DULUTH — The guest of honor paused to pose beneath a half-arch of black and purple balloons, her smile made wider by the thin red lipstick lines of her Joaquin Phoenix-style Joker makeup.
She grabbed her friends — a fashion-forward take on the clown from "It," the lion from "The Wizard of Oz," a devil, a black cat and was that Avril Lavigne in the baggy jeans? — and guided them to a small stage at Clyde Iron Works for more poses, more photos.
Shimia Nord, 18, has terminal cancer. In January, the Duluth East senior was told she had weeks, maybe months, to live. On March 1, she and upward of 400 friends, friends of friends and family members celebrated her high school graduation months early. The rite of passage couldn't wait for the traditional spring celebration alongside her classmates.
The Make-A-Wish Foundation of Minnesota arranged the Halloween-themed party at the Lincoln Park warehouse-style venue. Nord was too ill on her birthday in October, so this party took on double duty. Nord and her inner circle took a neon-lit party bus to Clyde, where nooks were decorated in low light, with seasonal knick-knacks and shades of purple and black. A DJ arranged a soundtrack of fall favorites like "This Is Halloween" and "Ghostbusters."
Those close to Nord describe her as honest, unfiltered, spunky, brave, hilarious, extroverted, likable and selfless. She's someone who loves attention, "but in a good way," according to her best friend, Amya Baasch.

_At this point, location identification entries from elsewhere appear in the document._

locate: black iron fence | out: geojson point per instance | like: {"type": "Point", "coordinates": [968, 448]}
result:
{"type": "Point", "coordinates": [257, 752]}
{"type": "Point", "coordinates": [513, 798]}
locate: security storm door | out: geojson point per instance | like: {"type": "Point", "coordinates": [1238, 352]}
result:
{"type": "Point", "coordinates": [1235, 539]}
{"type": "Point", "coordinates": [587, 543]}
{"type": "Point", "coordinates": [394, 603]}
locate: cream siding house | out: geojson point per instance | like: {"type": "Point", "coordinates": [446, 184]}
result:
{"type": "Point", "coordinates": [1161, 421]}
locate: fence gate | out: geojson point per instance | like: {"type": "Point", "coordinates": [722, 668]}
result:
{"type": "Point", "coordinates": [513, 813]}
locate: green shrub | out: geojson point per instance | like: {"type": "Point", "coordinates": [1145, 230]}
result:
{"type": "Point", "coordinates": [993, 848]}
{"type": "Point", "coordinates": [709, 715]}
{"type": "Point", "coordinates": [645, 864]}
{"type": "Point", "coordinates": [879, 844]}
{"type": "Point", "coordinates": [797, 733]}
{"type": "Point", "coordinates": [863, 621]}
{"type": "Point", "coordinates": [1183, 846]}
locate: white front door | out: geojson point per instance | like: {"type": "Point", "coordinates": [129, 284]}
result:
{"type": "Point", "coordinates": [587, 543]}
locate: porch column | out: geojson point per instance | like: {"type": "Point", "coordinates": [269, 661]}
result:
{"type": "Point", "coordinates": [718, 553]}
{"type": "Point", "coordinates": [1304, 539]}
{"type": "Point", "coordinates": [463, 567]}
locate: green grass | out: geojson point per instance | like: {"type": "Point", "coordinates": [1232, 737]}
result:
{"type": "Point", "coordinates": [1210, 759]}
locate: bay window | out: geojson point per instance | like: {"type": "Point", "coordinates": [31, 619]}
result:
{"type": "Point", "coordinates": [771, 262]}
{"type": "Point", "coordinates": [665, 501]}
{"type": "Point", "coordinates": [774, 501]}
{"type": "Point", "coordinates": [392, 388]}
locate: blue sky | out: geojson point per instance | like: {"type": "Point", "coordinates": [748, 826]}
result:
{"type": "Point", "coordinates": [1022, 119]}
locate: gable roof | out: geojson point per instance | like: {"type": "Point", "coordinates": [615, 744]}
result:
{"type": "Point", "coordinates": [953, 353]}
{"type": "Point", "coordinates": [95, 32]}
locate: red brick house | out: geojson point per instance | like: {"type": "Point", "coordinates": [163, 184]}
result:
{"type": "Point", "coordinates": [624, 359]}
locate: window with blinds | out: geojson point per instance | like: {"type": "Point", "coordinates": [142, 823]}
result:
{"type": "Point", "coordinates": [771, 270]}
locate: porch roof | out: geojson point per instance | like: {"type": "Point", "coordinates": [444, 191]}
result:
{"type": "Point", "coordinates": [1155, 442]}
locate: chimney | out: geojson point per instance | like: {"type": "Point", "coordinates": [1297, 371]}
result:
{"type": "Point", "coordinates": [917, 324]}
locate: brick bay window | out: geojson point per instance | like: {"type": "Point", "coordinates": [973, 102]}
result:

"Hence, why I'm having the grad party instead of going to Aruba," Nord said in the days before the event. "I'd rather go to Aruba."
On the night of her party, she set out to connect with as many people as possible. Nord table-hopped, danced with toddlers and classmates alike, and spent hours at the photo booths alongside friends and relatives.
"I wanted the grad party so I could come together with everyone — so people could have a photo or say their last moment with me is good," Nord said.
***
A member of the Duluth East Dance Team, Nord spent nine months dancing through debilitating back pain, until it forced her to begin throwing up in the summer of 2023. Doctors at first attributed it to an injury, but later scans revealed a large mass on her left kidney. It was removed during emergency surgery and biopsied. The diagnosis: Renal cell carcinoma.
Three months later, during a checkup, doctors found a nodule on her lung that continued to grow and spread.
She went through more than a year of cancer treatments, but her tumors continued to grow. She suffered with side effects and illnesses. She had pneumonia twice.
Nord danced with the Duluth East team and Just for Kix, a local studio, when she was able. She went to high school dances, and worked at Grandma's Boxcar in Canal Park and KeyZone in the summer. She kept up her grade-point average and continued to take college courses from the University of Minnesota Duluth through the state's Postsecondary Enrollment Options program.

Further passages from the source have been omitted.